GE2024: Why party manifestos need to address civil society demands on animal welfare

GE 2024 sign outside Westminster

Mae'r cynnwys hwn ar gael yn Saesneg yn unig.

WISERD Co-Director, Paul Chaney, has co-authored a new report in a project led by Dr Steven McCulloch (University of Winchester). The report entitled “Political Animals: The Democratic and Electoral Case for Strong Animal Welfare Policies in UK General Elections[i] was commissioned as part of a campaign by 23 leading animal welfare NGOs. To locate this in the academic literature, “Partisan Theory” underlines how political parties may act as vectors, advancing civil society demands – what ordinary people want government to do. Elections are a key part of this process.

This is the first of two blog posts on the general election. Here we consider the nature of civil society demand for action on animal welfare and why this may shape the electoral fortunes of the different parties standing for election this year. In a subsequent blog we’ll look at whether GE2024 party manifestos reflect what the public wants. This matters because, in the political science literature, accountability theory suggests, if elected, parties should implement the policy pledges promised in their manifestos.

Our study reveals that nearly one third of UK voters (33%) placed animal welfare in their top three most important causes. Strikingly, the new report shows there is a supermajority support (around 66%+ of the electorate) for progressive policies to prevent animal cruelty. For example: 83% agreed with the statement “Animal welfare should be protected by the government through legislation”; 68% of British voters felt that a political party announcing a policy to pass more laws to improve animal welfare would have the right priorities; 63% believe the government should legislate to phase out intensive farming; and 77% support a complete ban on cages for farmed animals. Despite this, 85% of farmed animals in the UK are reared intensively, including 25% of laying hens being continuously caged during their laying years and 60% of breeding pigs being severely confined in farrowing crates for nearly a quarter of their adult lives.

In addition, our analysis shows that, on animal welfare, Wales stands out amongst nations: 73% of Welsh voters, 71% of English voters, and 71% of Scottish voters support more laws to protect animal welfare. Furthermore, for GE2024, there are differences based on which party those surveyed cast their vote for in the 2019 general election. Of all parties, Plaid Cymru supporters (along with the SNP) are the most supportive of animal welfare. 73% say that a party with a policy to pass more laws to improve animal welfare and prevent cruelty has the right priorities. This compares with seven voters out of ten for the Labour and LibDems (both 71%), the Conservative Party (67%); Green Party (68%) and (50%) Brexit Party voters.

The core message of the report is that parties need to address the animal welfare issues in their manifestos because it could make a difference to their performance in the General Election. We show that in Labour’s and the Conservative’s top ten target seats, the number of voters who signed sample of 10 parliamentary animal welfare petitions 2017-2019 is higher than the number of swing voters needed to win these key marginal constituencies. For example, the top Labour target seat requires only a 128-vote swing, and the top Conservative target seat requires just a 66-vote swing, yet more than 3,800 people in those constituencies have signed the sample e-petitions.
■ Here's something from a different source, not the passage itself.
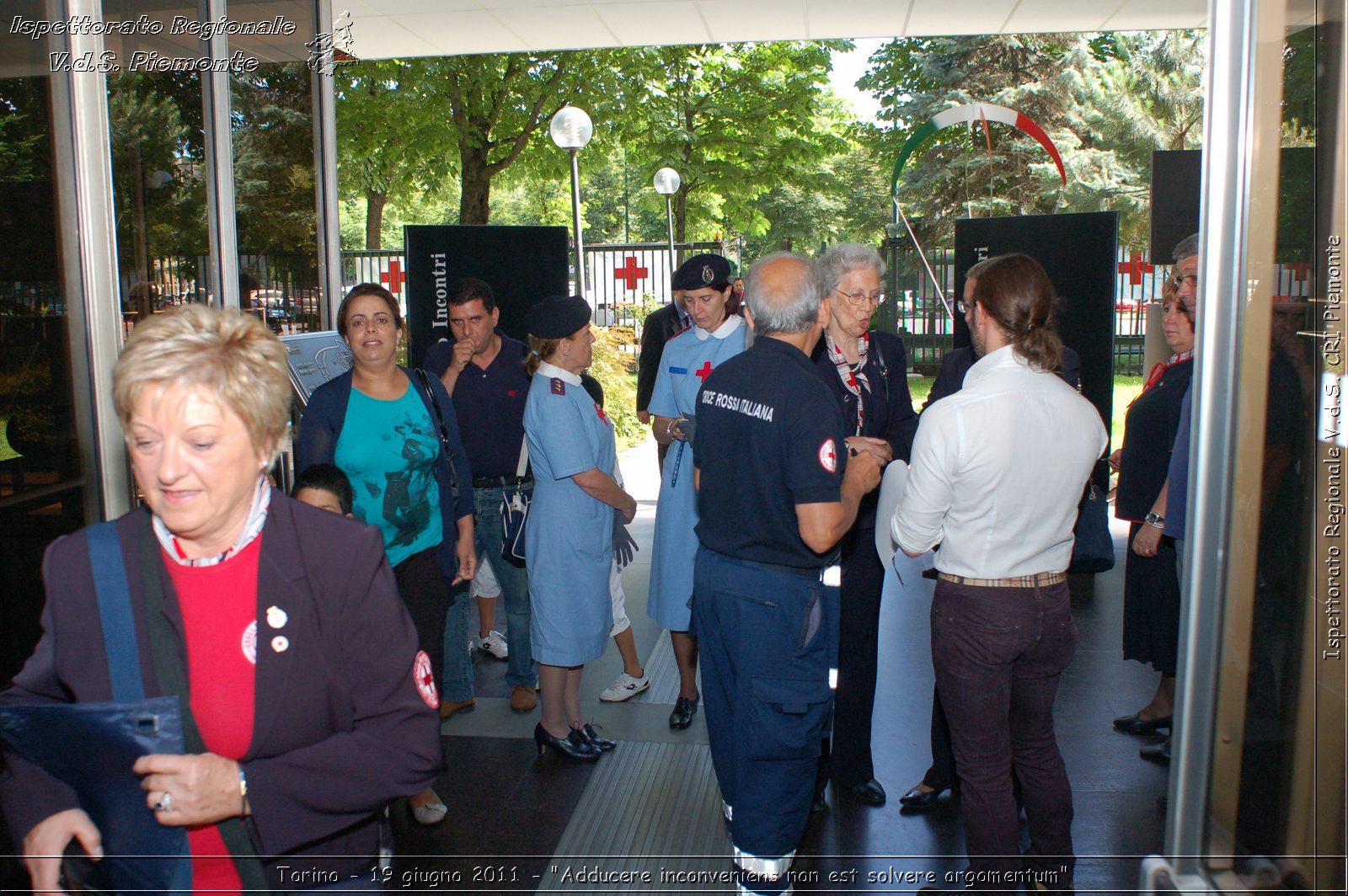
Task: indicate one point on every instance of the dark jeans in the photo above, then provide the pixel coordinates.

In summary, in the run up to the General Election this new study reveals consistent supermajority civil society support for stronger animal welfare measures. It also shows how this support could be influential in marginal swing seats. A subsequent blog will examine GE2024 manifesto pledges and consider whether the parties have listened to civil society demands.

Civil Society Activism and Animal Welfare Rights - book coverThe ‘Political Animals’ Report comes ahead of a new book based on WISERD’s Civil Society research programme. It is written by Professors Paul Chaney and Sarbeswar Sahoo (Indian Institute of Technology, Delhi). It is entitled “Civil Society Activism and Animal Welfare Rights” (2025, Bristol, Policy Press) and offers a critical, theoretically informed account of civil society mobilisation for animal protection in the UK and India.